Political opportunities abound at many levels for both volunteer and paid positions. Whether you aspire to a place on the board of your Home Owner’s Association or you have ambitions for local government, there are many pros and cons to running for office. The following are a few items to start out your list.


  1. Running for office gives you the opportunity to stand up for your beliefs. By giving voice to meaningful causes, you can create awareness and help others.
  2. As an office holder, you can create change. Beyond passing budgets and the regular business of governing a city or institution, you can craft policy that shapes the future in a positive way.
  3. Candidates are guaranteed to meet interesting people. While this reason sounds like a trite answer from the Miss America pageant, the education that results from interacting with a diverse populace can’t be learned from books. Such expansion of your viewpoint is often a catalyst for personal growth.
  4. According to Janice Shaw Crouse on TownHall.com, “The female share of Congressional seats seems to have reached a plateau at about one in six at the federal level and about one in four at state capitals.” By serving in any office, you can be a role model for other females. Today’s young women may be influenced by your leadership and could someday increase the proportion of women in national and state government.


  1. Politics…the word itself is synonymous with back-stabbing, mudslinging and all-around unpleasantness. It can be especially difficult for women to maintain composure when we feel personally attacked. Those running for office must be prepared for unfair assaults.
  2. Many people expect elected officials to act with high morals, so those running for and holding office face public scrutiny. If you serve on the school board, you best not lose your temper with your children in the grocery store. As a member of city council, parking tickets can cause immeasurable scandal.
  3. The election process can be exhausting, and the time commitment involved with holding an office is similarly demanding … especially if the position is pro bono. Be confident you can, and want to, fulfill the requirements of the position before running.
  4. Most elections result in only one winner in a very public race. You must be comfortable with the possibility of defeat and capable of keeping your dignity whether you win or lose.

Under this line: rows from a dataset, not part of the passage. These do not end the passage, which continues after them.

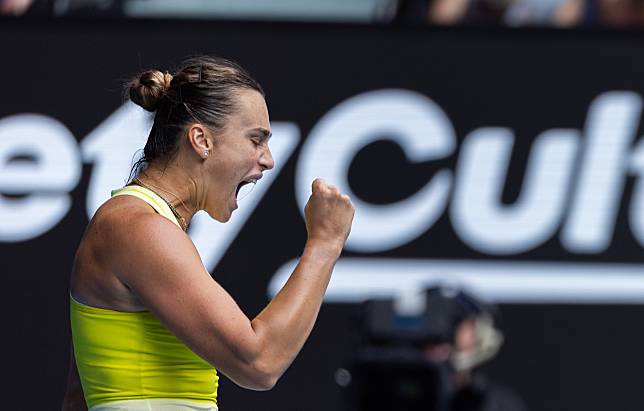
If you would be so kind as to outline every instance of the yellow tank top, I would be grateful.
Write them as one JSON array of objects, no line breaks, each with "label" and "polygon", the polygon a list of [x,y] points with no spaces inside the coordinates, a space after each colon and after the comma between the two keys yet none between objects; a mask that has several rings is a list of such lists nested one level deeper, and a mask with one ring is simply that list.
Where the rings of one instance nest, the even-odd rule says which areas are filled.
[{"label": "yellow tank top", "polygon": [[[179,225],[152,191],[126,186],[112,196],[134,195]],[[76,365],[87,405],[144,398],[217,404],[217,371],[193,353],[149,311],[90,307],[70,294]]]}]

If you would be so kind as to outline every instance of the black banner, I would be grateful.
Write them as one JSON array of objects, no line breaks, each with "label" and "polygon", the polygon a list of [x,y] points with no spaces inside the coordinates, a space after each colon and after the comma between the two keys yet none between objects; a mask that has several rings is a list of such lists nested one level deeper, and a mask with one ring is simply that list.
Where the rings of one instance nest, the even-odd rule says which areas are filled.
[{"label": "black banner", "polygon": [[230,223],[190,232],[249,316],[302,250],[313,177],[357,206],[300,356],[268,393],[224,380],[221,409],[340,409],[359,303],[437,283],[500,305],[486,371],[531,410],[640,408],[641,33],[2,20],[0,36],[5,408],[62,399],[74,252],[149,127],[124,81],[192,54],[267,93],[275,169]]}]

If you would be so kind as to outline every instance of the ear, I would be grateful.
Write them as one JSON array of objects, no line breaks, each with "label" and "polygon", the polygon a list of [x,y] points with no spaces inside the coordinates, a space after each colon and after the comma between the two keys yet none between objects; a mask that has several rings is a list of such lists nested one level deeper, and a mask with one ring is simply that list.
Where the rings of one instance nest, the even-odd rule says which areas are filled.
[{"label": "ear", "polygon": [[194,123],[188,128],[188,142],[200,158],[205,160],[208,155],[212,154],[212,136],[204,125]]}]

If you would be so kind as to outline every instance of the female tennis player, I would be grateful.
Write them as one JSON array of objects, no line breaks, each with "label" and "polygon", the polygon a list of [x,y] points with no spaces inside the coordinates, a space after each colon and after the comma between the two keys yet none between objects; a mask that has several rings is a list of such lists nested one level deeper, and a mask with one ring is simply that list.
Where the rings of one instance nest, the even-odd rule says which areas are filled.
[{"label": "female tennis player", "polygon": [[239,189],[273,167],[261,87],[235,63],[198,57],[173,75],[144,72],[129,95],[154,123],[137,177],[98,209],[76,253],[63,409],[217,410],[217,371],[267,390],[300,351],[354,209],[337,188],[312,182],[300,262],[247,318],[186,230],[199,210],[228,221]]}]

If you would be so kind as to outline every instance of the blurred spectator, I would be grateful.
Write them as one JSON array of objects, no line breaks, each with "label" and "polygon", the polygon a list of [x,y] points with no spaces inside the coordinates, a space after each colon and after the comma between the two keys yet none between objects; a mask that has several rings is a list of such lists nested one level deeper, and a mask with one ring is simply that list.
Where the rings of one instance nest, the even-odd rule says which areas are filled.
[{"label": "blurred spectator", "polygon": [[565,0],[552,23],[559,27],[639,27],[644,25],[644,0]]},{"label": "blurred spectator", "polygon": [[512,0],[396,0],[395,23],[500,24]]},{"label": "blurred spectator", "polygon": [[346,409],[525,411],[517,394],[480,371],[503,342],[497,322],[494,306],[461,290],[369,301],[363,345],[350,378],[338,382]]},{"label": "blurred spectator", "polygon": [[31,6],[33,0],[0,0],[0,14],[20,16]]}]

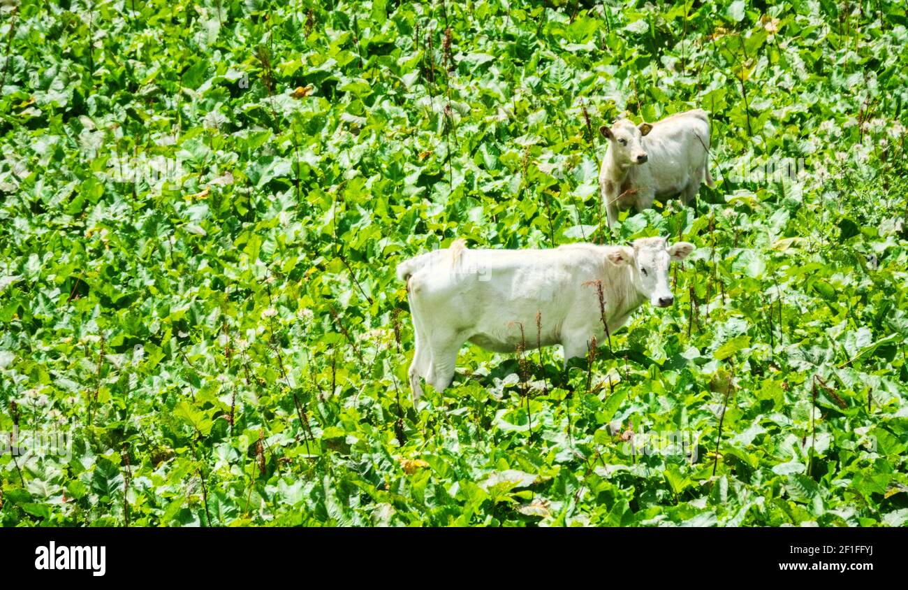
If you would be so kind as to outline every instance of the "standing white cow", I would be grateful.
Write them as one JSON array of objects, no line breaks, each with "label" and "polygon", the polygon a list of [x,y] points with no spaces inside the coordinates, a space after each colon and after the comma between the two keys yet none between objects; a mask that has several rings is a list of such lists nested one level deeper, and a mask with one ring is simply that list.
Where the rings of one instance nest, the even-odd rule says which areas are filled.
[{"label": "standing white cow", "polygon": [[[463,241],[407,260],[397,267],[407,282],[416,352],[410,383],[416,401],[419,377],[437,390],[450,385],[458,351],[469,341],[496,352],[518,345],[560,344],[565,364],[587,353],[593,336],[604,342],[599,287],[609,334],[647,299],[660,307],[675,301],[668,265],[694,245],[668,245],[661,237],[630,246],[572,244],[549,250],[469,250]],[[521,326],[529,337],[523,340]]]},{"label": "standing white cow", "polygon": [[700,183],[714,186],[709,175],[709,115],[702,109],[677,113],[655,124],[635,125],[621,119],[599,132],[608,139],[608,151],[599,171],[599,192],[608,226],[618,211],[637,212],[680,193],[688,205]]}]

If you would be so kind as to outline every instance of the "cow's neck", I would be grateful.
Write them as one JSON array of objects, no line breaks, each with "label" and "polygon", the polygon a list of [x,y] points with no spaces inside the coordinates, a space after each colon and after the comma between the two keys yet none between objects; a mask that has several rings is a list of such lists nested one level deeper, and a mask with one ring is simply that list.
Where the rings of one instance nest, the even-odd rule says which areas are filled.
[{"label": "cow's neck", "polygon": [[[608,285],[606,295],[606,317],[609,321],[624,317],[639,307],[646,297],[640,295],[634,284],[633,271],[627,266],[615,266],[606,263],[603,285]],[[609,267],[610,266],[610,267]]]},{"label": "cow's neck", "polygon": [[612,154],[614,154],[614,152],[610,149],[606,152],[606,157],[603,160],[603,165],[605,165],[607,177],[615,183],[616,186],[620,186],[622,183],[627,180],[627,177],[631,175],[631,170],[634,166],[622,165],[618,164],[615,160]]}]

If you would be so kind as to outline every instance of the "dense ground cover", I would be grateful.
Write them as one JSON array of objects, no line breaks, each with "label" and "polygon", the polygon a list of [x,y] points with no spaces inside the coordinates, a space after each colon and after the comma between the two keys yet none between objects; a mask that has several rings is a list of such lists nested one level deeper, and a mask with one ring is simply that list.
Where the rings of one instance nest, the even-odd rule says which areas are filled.
[{"label": "dense ground cover", "polygon": [[[908,519],[903,3],[2,14],[0,431],[72,442],[3,525]],[[610,235],[595,130],[694,106],[716,188]],[[655,235],[673,308],[413,407],[397,263]]]}]

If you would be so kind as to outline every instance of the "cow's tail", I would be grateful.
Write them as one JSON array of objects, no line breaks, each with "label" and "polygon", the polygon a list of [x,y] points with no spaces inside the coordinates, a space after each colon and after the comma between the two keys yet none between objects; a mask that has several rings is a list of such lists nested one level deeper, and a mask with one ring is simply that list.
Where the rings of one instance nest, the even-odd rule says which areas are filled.
[{"label": "cow's tail", "polygon": [[706,113],[702,108],[696,109],[692,111],[693,115],[698,119],[702,120],[706,124],[706,136],[701,137],[696,132],[694,135],[696,136],[700,143],[703,145],[703,149],[706,152],[706,165],[703,167],[704,175],[703,179],[706,183],[706,186],[710,188],[716,187],[716,183],[713,181],[713,175],[709,174],[709,137],[712,135],[712,125],[709,123],[709,114]]},{"label": "cow's tail", "polygon": [[441,258],[439,258],[439,256],[449,256],[451,266],[456,267],[459,264],[460,256],[466,249],[467,243],[462,239],[459,239],[454,240],[454,242],[445,250],[427,252],[426,254],[421,254],[419,256],[414,256],[409,260],[404,260],[402,263],[398,265],[397,267],[398,280],[404,282],[409,281],[410,277],[416,274],[416,272],[423,266],[441,262]]}]

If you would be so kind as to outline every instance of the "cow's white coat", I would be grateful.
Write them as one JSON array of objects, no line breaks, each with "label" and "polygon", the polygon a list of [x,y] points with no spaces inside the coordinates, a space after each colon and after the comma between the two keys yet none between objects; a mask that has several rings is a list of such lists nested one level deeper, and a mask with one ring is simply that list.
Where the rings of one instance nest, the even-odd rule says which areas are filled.
[{"label": "cow's white coat", "polygon": [[[631,246],[573,244],[548,250],[469,250],[463,242],[410,258],[397,268],[407,282],[416,351],[410,367],[413,397],[422,377],[438,390],[450,385],[458,351],[467,341],[498,352],[560,344],[565,363],[606,338],[649,299],[672,305],[668,266],[694,249],[661,237]],[[523,335],[521,335],[521,327]]]},{"label": "cow's white coat", "polygon": [[599,192],[611,227],[618,212],[652,206],[679,195],[688,205],[709,175],[709,115],[702,109],[677,113],[652,125],[621,119],[599,132],[608,150],[599,171]]}]

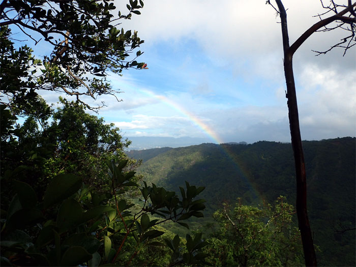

If You Decide to Run for Office

  1. Choose an agenda and stick to it, because people tend lose confidence in a female candidate who appears to change her mind. Pick a few major issues and personal strengths, and then emphasize them repeatedly.
  2. Court an audience most likely to vote for a woman. This includes young adults, women and more educated voters.
  3. Be willing to take credit for your achievements that demonstrate your experience. Don’t hesitate to share relevant accolades and honors as proof that you can do the job at hand.
  4. Make sure your presence is professional and polished. People especially judge women by their appearance, and first impressions will influence voters to embrace (or ignore) your platform.
  5. Know the issues and be prepared to discuss all angles. You will shine in debates if you show your intelligence and demonstrate excellent communication skills.
  6. Educate yourself about the political process and find support. These sites are geared toward women running at the state and federal level, but many tips can be adapted for other types of elections.


The personal rewards from holding public office are tremendous, and the opportunities to affect positive change while in office are unmatched. Good luck to all of you who decide to strap on your Asics and run the race!